The literature of Jack Kerouac, the comedy of Richard Pryor and the music of Jimi Hendrix provided Silva with an important element of escapism while he was growing up there, but it was when his brother fatally overdosed on heroin in prison that it was definitely time to leave.
After rolling a dice to make sure he was making the right decision, Silva picked up his guitar and hopped on a freight train bound for the heartland of America. Over the following months, he shared many enlightening conversations with other travellers, spent time in a small town jail and experienced an epiphany on a mountain top.
Admittedly, it sounds like a tale we’ve been told by Hollywood time and time again. Except on this occasion, it’s its being told through a blend of stand-up comedy and theatre far, far away from Los Angeles. It will feel different, and accolades from the NYC One Festival and HOLA, as well as an LA Weekly Theatre Award nomination, say so.
‘People have told me a lot of stuff … called me a lot of stuff … mostly I get the world “unique” a lot,’ Silva has said.

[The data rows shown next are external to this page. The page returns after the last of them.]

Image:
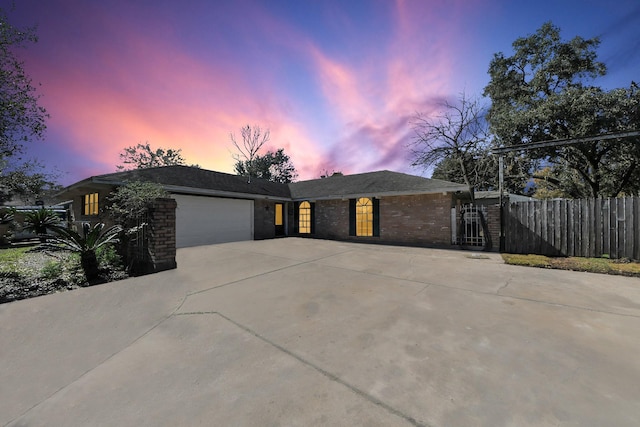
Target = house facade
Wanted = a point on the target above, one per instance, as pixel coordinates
(214, 207)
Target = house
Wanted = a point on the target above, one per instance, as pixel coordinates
(214, 207)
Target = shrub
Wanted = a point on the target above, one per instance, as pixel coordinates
(86, 246)
(40, 221)
(52, 270)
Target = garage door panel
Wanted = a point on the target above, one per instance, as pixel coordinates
(209, 220)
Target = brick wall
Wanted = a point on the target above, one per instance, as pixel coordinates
(493, 225)
(162, 235)
(420, 219)
(263, 219)
(332, 219)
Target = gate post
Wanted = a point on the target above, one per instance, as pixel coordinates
(162, 234)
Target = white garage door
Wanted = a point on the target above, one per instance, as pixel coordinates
(208, 220)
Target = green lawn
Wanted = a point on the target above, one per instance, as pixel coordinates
(593, 265)
(10, 257)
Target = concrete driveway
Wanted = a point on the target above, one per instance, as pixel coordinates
(296, 332)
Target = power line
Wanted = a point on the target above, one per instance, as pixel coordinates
(561, 142)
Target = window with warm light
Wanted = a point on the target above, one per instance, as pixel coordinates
(279, 220)
(90, 204)
(364, 217)
(304, 218)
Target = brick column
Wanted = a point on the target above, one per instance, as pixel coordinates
(162, 234)
(493, 225)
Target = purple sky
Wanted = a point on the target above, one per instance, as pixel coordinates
(336, 82)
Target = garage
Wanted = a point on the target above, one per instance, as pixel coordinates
(207, 220)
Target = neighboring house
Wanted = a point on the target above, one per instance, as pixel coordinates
(214, 207)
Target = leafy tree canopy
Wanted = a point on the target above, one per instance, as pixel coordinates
(456, 140)
(273, 166)
(541, 93)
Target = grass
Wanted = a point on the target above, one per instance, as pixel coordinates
(12, 255)
(28, 272)
(592, 265)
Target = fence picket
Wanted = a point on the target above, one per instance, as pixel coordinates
(588, 228)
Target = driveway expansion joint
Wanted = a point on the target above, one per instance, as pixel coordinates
(323, 372)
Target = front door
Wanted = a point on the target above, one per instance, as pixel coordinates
(279, 219)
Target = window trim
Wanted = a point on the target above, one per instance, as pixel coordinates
(91, 204)
(353, 217)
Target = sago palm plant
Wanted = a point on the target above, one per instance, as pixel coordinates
(39, 221)
(86, 246)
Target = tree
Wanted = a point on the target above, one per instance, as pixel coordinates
(273, 166)
(541, 93)
(457, 135)
(484, 176)
(276, 167)
(253, 139)
(142, 156)
(21, 118)
(128, 206)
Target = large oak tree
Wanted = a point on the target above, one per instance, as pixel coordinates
(543, 92)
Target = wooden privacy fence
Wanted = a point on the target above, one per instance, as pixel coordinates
(586, 227)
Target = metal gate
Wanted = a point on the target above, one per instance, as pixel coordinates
(470, 226)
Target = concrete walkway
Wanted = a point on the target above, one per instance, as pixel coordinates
(296, 332)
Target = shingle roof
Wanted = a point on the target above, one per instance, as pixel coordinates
(190, 180)
(370, 184)
(186, 178)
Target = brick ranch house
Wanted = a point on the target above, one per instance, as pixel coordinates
(214, 207)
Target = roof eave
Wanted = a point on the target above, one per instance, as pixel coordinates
(380, 194)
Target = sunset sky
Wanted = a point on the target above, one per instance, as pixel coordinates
(336, 82)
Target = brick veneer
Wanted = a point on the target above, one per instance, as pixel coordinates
(418, 219)
(493, 224)
(263, 219)
(162, 235)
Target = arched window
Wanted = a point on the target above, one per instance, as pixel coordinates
(364, 217)
(304, 218)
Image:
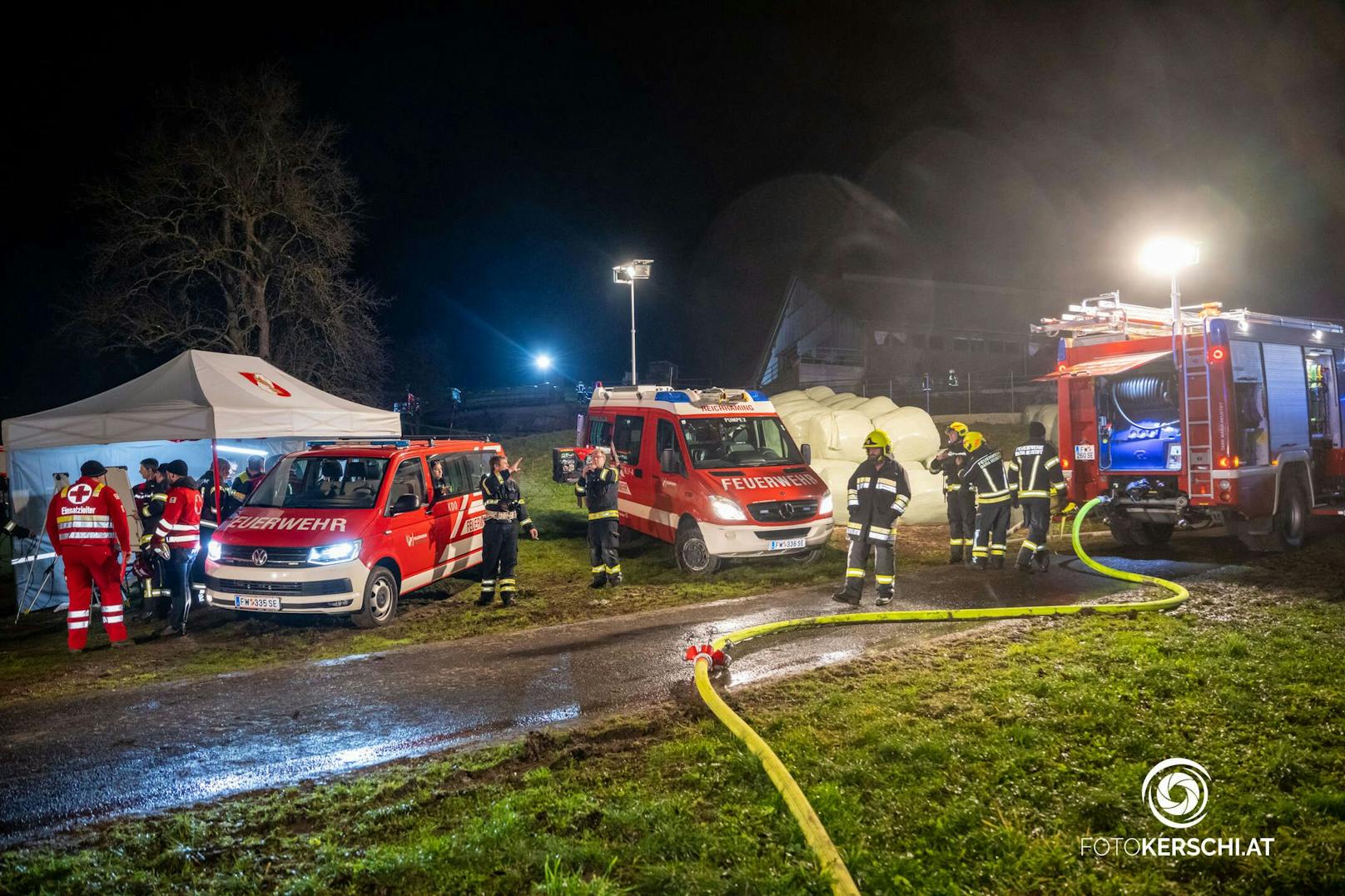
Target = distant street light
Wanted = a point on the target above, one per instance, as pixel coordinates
(630, 272)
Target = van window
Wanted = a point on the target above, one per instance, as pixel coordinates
(408, 481)
(454, 475)
(627, 438)
(600, 433)
(666, 438)
(318, 482)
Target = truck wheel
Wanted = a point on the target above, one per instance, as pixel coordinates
(380, 601)
(1292, 517)
(693, 555)
(807, 557)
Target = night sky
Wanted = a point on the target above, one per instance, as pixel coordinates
(510, 159)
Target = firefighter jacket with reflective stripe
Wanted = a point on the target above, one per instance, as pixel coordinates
(876, 497)
(1035, 470)
(598, 488)
(181, 523)
(151, 498)
(951, 467)
(229, 499)
(985, 475)
(87, 514)
(504, 499)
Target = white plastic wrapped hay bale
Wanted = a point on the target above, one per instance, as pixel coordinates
(833, 400)
(838, 435)
(912, 433)
(836, 475)
(927, 503)
(851, 403)
(876, 407)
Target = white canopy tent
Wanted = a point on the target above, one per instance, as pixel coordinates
(196, 403)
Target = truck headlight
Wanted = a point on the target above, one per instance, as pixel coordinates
(727, 509)
(338, 553)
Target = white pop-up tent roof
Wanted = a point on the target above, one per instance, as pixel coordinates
(202, 394)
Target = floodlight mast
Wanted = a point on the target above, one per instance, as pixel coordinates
(630, 272)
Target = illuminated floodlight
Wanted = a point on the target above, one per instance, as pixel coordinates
(1168, 255)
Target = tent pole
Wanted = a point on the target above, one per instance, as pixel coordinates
(214, 455)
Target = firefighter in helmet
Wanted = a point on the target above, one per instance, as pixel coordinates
(876, 495)
(87, 527)
(985, 477)
(598, 488)
(1035, 478)
(506, 516)
(962, 503)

‘Inspiring’ is probably another word that will be written and said many times in the same sentence as this engaging autobiographical piece.
Relying as much on the storyteller’s own charisma as it does on its plot, Heavy… witnesses Silva calling upon his skills as a compelling and athletic performer, sketching characters and recalling adventures with a sense of urgency as well as humour.
After spending many months swimming in the murky waters of various American subcultures, Silva has clearly come out cleaner on the other side, and he reflects on his very personal odyssey with a maturity that must surely have only come since his return.
It’ll take no more than ten minutes of your life to walk from Edinburgh Waverley station to see Silva at Underbelly, where you can be sure he’s come a long way further in his to see you.